HTTP (with cache)¶
DSS can directly read data stored on HTTP or HTTPS servers using the HTTP dataset. This “remote” dataset can only be used as input in DSS.
However, this often has bad performance characteristics because DSS needs to redownload the data each time it needs it. To handle this case, DSS provides the Download recipe.
Creating a cached version of a HTTP source with the download recipe implies:
- Creating a download recipe, and its associated output managed folder
- Creating a “Files in folder” dataset based on the previous output managed folder
Since this process can be cumbersome, DSS provides a shortcut that automatically performs the previous actions.
- From the flow or the datasets list, click on “New dataset”, then “Network > HTTP (with cache)”
- Enter the HTTP, HTTPS or FTP URL, and click on Check
- Choose the location where to store the downloaded data folder, a name for the folder, then click on “Create folder and download”
- DSS downloads the files, please wait
- Once download is done, click on “Create dataset on folder”
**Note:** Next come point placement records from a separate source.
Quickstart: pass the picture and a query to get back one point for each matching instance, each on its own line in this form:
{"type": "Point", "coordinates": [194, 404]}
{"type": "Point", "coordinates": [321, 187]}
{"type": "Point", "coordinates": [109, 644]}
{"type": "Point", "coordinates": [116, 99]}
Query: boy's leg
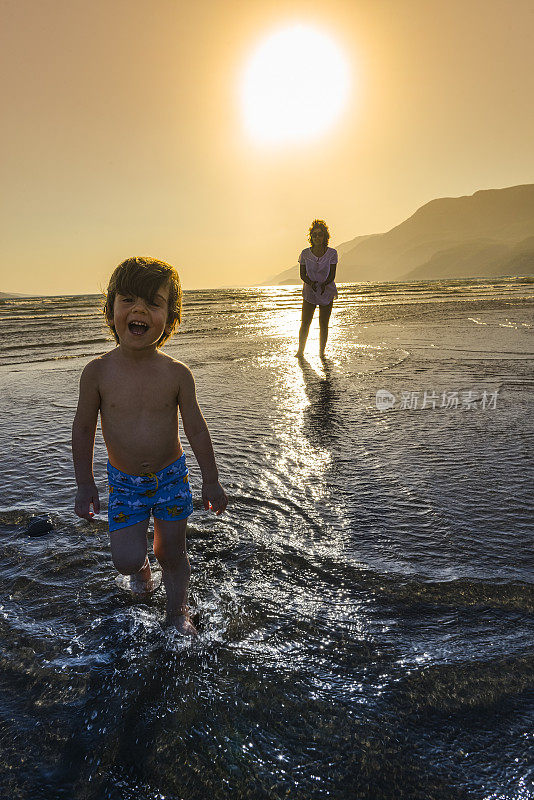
{"type": "Point", "coordinates": [128, 550]}
{"type": "Point", "coordinates": [170, 550]}
{"type": "Point", "coordinates": [308, 311]}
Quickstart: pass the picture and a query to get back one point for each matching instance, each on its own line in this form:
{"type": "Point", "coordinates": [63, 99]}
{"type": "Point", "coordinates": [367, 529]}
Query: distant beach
{"type": "Point", "coordinates": [365, 606]}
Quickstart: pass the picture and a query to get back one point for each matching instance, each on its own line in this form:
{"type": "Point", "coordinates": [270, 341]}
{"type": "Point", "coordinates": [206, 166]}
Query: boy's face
{"type": "Point", "coordinates": [140, 324]}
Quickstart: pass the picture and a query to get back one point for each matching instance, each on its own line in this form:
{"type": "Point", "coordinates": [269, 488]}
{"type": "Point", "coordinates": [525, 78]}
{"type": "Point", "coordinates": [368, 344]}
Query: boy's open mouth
{"type": "Point", "coordinates": [137, 328]}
- You are taken to the definition of the “Files-in-folder” dataset
- Click on “Test” so that DSS automaticallyu parses the data
- Create the dataset
- You can only enter a single URL in the creation wizard, but you can add other later on in the definition of the download recipe.
- This wizard does not handle partitioned cases. If you want to manage partitioning, you need to manually create your download recipe.